During a regular semester, the building I work in has a high population density. My office is smack dab in the middle of a heavily trafficked faculty hallway, and both professors and students enter my office regularly for any number of reasons. Ventilation is also fairly nonexistent in my windowless workspace. Under normal circumstances, I don’t mind any of these factors (other than the sunlight deprivation that comes from not having a window).  In fact, I quite enjoy rubbing shoulders with all those folks.

But of course, these are anything but normal circumstances. And shoulder-rubbing isn’t exactly what the CDC is recommending right now.

Given that I see my 70-something parents on a weekly basis, both Danielle and I are hyperaware of any points of contact we make in the world. And visiting a campus 5 days a week, or even 2 days a week which was on the table as an option at one point, would render me uncertain whether I should risk any close physical proximity to my parents.

And that doesn’t even speak to my proximity to my own family, given that we now know that children can contract COVID too. Not to mention wives of affectionate, Golden Retriever-like husbands.

In short, working on campus would sabotage my entire way of life. It would make it untenable, or at the very least unsettling to the extreme. COVID’s lagging indicators make it a uniquely insidious virus that undermines the most basic logistics of living one’s life. And our country’s persistent, bewildering lack of a nationwide fast-test infrastructure (presidents and athletes have access to fast tests, but the rest of us don’t?) just adds to the logistical chaos.

Given these truly unfortunate and destabilizing realities, which will likely continue until we have a new administration willing to deal head-on with COVID, working from home is the most viable option for containing the spread and protecting one’s own family.

Sadly, millions of Americans don’t have any such option.

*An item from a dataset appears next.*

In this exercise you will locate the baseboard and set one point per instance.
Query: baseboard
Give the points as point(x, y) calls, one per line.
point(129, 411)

I am sickened by that fact and shudder on a daily basis when I think about it. The calculus of who can stay home and who is deemed an “essential” in-person worker is a brutal equation. It turns people into mere cogs in capitalism’s unthinking, unfeeling, perpetual-motion machine.

Having said that, and not being in a position of influence, all I can do is be grateful for the safety that has been granted to me by the Widener powers that be. Their decision to go virtual this fall will prevent our Harrisburg campus from becoming yet another hot spot.

And it will allow my little family to continue quarantining like it’s 1999 (assuming that people quarantined right before Y2K).

While our nation waits impatiently and feverishly for a hugely crucial vaccine and a hugely crucial election, the 4 of us here in rural Dillsburg now have the ability to maintain our strenuously frugal family budget and continue living our peacefully rural little life.

All while we stay, for the time being, safe inside.

And, as much as can be expected, sound of mind.

It feels like a gift, given in good faith to all of us Widener folk by its humane, thoughtful, conscience-driven president.

On behalf of my family, I receive that gift with open arms.